Segundo Fernandes e Magalhães (2002, p.2) Piaget pode ser considerado “o marco fundamental do conceito de metacognição, embora o seu enfoque se ativesse mais às possibilidades do pensamento formal em detrimento da capacidade cognitiva genérica”. Metacognição é a ação de pensar sobre o modo de funcionamento dos próximos pensamentos.

Segundo Wadsworth (1997) Jean Piaget criou uma teoria sobre o desenvolvimento da inteligência a partir de seu interesse no desenvolvimento intelectual das crianças sendo considerado por si mesmo como um epistemólogo genético, dedicado à explicação de como o conhecimento é adquirido.

Jean Piaget

Esquema cognitivo

Assim, o conceito de esquema foi introduzido por Piaget como um constructo hipotético da mente ou uma estrutura através da qual os sujeitos se adaptam ao meio que os rodeia e o organizam e modificam. Os esquemas são à mente o que as estruturas biológicas ao corpo (os mecanismos biológicos, órgãos, tecidos, células, moléculas).

Os esquemas se adaptam, se modificam e refinam com o desenvolvimento mental do indivíduo.
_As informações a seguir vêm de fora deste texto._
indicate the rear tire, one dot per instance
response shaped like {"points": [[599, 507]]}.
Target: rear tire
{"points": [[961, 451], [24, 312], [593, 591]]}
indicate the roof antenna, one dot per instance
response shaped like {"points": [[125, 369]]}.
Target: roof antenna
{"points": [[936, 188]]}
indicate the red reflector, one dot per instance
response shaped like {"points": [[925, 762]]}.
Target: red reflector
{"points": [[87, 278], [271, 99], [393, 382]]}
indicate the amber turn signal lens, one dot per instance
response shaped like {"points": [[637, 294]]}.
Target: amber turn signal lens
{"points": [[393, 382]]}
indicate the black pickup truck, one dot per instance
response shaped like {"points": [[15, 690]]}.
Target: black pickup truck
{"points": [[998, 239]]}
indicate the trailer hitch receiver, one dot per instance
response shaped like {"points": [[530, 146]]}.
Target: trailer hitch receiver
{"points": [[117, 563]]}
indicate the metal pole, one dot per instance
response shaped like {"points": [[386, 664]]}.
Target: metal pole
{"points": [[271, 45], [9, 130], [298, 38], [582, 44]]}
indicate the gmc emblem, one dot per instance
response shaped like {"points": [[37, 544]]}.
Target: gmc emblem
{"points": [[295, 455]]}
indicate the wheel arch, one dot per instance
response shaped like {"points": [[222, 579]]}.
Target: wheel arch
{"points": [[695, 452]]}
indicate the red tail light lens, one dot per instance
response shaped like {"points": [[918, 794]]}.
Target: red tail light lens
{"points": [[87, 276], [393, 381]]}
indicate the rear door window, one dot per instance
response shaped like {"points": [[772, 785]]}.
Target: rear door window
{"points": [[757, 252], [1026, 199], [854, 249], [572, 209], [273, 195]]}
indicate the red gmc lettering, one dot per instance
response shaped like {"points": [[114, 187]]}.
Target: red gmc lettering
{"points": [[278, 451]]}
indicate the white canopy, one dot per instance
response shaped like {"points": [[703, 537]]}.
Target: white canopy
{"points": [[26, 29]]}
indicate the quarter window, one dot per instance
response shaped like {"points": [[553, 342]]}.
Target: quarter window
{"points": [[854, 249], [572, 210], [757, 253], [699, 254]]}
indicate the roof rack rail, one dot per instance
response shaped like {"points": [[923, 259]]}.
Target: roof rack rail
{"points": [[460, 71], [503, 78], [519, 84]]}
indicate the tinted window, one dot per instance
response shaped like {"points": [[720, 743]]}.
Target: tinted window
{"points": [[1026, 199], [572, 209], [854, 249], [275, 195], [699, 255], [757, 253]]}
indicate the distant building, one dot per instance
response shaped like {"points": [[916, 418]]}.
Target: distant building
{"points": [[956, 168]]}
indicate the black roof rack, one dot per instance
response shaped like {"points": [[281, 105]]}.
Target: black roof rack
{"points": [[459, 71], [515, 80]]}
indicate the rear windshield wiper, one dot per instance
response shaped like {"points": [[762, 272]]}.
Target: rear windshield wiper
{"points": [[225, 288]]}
No nascimento os esquemas são de natureza reflexa e não de natureza estritamente mental, vinculados aos reflexos motores inatos como sugar.

Neste sentido, os esquemas reflexos do bebê se modificam e transformam formando os primeiros esquemas na criança, esquemas sensório-motores que com o tempo se desenvolvem dando lugar aos esquemas cognitivos no adulto e os processos pelos que mudam são a assimilação (dados novos perceptuais, motores ou conceituais incorporam-se aos esquemas já existentes) e a acomodação (é a criação de novo esquema ou a modificação do esquema que existe para poder incorporar um novo dado).

Equilibração

Já a equilibração, segundo Wadsworth (1997, p.16-24) é um processo auto-regulador e permite que a nova percepção ou experiência seja incorporada aos esquemas que são as estruturas internas após o desequilíbrio vivenciado por ter contato com esta nova percepção, e se usa da assimilação e acomodação para chegar ao equilíbrio ou balaço cognitivo. Assim ocorre a equilibração e a regulação do desenvolvimento cognitivo.

Este conceito, a equilibração, por sua natureza auto-reguladora é considerado o um precursor do que hoje se entende por metacognição, já que é de natureza eminentemente metacognitiva (FERNANDES, MAGALHÃES, 2002, p.2).

Pensamento formal

Por outro lado, o pensamento formal também é considerado de natureza metacognitiva já que dispensa a experiência direta para operar, e a partir do domínio da linguagem pode fazer hipóteses, o pensamento característico é hipotético-dedutivo, abstrato e reflexivo. Este tipo de pensamento “é característico do raciocínio científico-indutivo”. A reflexão é uma característica da metacognição, e o nível de abstração necessário para o conhecimento e avaliação metacognitiva somente se encontra no pensamento operatório–formal (FERNANDES, MAGALHÃES, 2002, p.3).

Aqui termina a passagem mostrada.